Now, there are two different ways to accept responsibility. One leads down a path of empowerment a growth; the other leads to guilt, anger, blame, and resentment. An exercise that I recommend is to write statements of responsibility that describe where you are in your life. Here are some things to remember:
  • The goal is to gain clarity about where your life is, and your role in creating what is around you. These statements should lack judgement, and focus only on gaining clarity.
  • To be responsible means to accept in a humble manner your role in the events of your life.
  • At this point, these statements should not try to solve problems. The idea behind this exercise is to be clear, not to necessarily define a direction or path (that comes later).
  • Empowerment rarely follows self-destructive behavior -- so stay away from statements that lay blame or guilt at your feet, or that eat away/negate a positive self image.
  • Try to limit the scope of your statements to your immediate surroundings and environment (wife, children, family, friends, career).
  • Lastly, focus on quality vs. quantity. It will serve you more to author a handful of honest, vulnerable, humble, and responsible observations that help center your life and perceptions than to create a large list items that are not accurate or relevant.

I have posted an example of this exercise specific to my own failed marriage that can serve as a guide of sorts. Everyone takes their own path on this journey. It is my hope that we can share our experiences, learn from them, and move our lives forward in a constructive and empowering may.

Friday, April 13, 2007

Evolution Begins With a Decision

This is an open letter to all men currently in the process of getting divorced, and especially to those who are struggling to move their life forward. I know your pain and frustration. I understand your sense of loss and injustice. I can relate to the uncertainty in front of you. Amidst all this upheaval, and uncertainty, I want to let you know that you, my friend, are not alone. There are thousands, I fear, like you and I. Paralyzed. Scared. Depressed. Guilty. Needy. Shot.

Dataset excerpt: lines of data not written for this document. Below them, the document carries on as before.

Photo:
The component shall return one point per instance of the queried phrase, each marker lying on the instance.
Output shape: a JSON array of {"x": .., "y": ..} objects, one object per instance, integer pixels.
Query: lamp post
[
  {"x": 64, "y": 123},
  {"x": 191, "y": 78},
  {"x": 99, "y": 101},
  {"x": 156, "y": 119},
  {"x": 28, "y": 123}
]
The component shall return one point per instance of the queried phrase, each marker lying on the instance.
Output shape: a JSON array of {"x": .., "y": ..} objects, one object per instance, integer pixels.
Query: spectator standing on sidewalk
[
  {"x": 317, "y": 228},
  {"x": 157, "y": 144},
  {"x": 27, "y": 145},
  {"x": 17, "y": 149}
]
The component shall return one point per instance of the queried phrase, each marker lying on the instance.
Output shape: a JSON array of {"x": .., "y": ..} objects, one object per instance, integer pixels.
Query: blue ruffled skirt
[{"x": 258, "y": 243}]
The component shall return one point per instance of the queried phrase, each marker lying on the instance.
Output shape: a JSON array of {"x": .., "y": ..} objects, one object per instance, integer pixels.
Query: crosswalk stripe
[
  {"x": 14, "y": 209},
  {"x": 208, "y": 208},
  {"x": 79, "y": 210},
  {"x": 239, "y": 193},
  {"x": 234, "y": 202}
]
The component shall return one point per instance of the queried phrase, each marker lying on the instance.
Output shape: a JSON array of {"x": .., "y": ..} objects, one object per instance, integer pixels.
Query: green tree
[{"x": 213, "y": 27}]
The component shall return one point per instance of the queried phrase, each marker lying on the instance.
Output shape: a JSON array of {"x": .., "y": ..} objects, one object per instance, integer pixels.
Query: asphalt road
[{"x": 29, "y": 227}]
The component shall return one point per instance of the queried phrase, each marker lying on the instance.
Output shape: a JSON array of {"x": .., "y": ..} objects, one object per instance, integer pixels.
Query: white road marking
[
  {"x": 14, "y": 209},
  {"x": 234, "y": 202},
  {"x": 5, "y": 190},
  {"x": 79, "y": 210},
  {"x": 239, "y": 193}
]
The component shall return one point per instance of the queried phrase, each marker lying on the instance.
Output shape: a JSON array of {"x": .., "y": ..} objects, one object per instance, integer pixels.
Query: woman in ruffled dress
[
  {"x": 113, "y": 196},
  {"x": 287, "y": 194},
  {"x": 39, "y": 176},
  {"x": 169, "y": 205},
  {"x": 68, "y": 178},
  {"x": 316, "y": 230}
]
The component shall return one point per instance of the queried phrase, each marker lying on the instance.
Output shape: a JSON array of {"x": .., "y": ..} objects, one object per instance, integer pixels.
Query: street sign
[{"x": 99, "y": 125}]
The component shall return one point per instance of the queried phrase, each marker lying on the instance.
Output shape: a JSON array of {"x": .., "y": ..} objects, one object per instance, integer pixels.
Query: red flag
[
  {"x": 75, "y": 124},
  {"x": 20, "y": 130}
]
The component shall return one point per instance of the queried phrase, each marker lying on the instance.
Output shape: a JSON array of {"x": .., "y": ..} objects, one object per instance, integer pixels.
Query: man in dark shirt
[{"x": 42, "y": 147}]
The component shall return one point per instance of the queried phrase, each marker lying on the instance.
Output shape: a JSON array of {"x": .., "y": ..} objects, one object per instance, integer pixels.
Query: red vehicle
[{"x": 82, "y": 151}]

Well, let me tell you that I'm tired of feeling like this. Period.

I have made the decision to let my divorce become the most empowering experience of my life. My divorce is now an opportunity for me, at age 36, to re-define my life; to take my life back, as cliche's go. I will create a life that is driven by my desires, needs, and goals. I will create this life by respecting my beliefs, appreciating my needs, and valuing relationships with other people. And I will no longer live in fear of the future.

A great piece of advice that a mentor once gave me was "when you learn something that improve your life, stop and try to teach it to at least three people right away." The idea behind this law of evolution is that things that are good for your life are typically good for others; when you teach someone something that enriches their life you enrich your own. Well, I am here to share my life experience, be honest about what has worked for me and what has not, and be real with my words. My greatest hope for this endeavor is that I achieve all I set out to do, and that my experience empowers those of you ready for a change to move your life foward.

Evolution, whether we realize it or not, simply requires a decision to change. I have made mine, and hopefully my journey can help you make yours.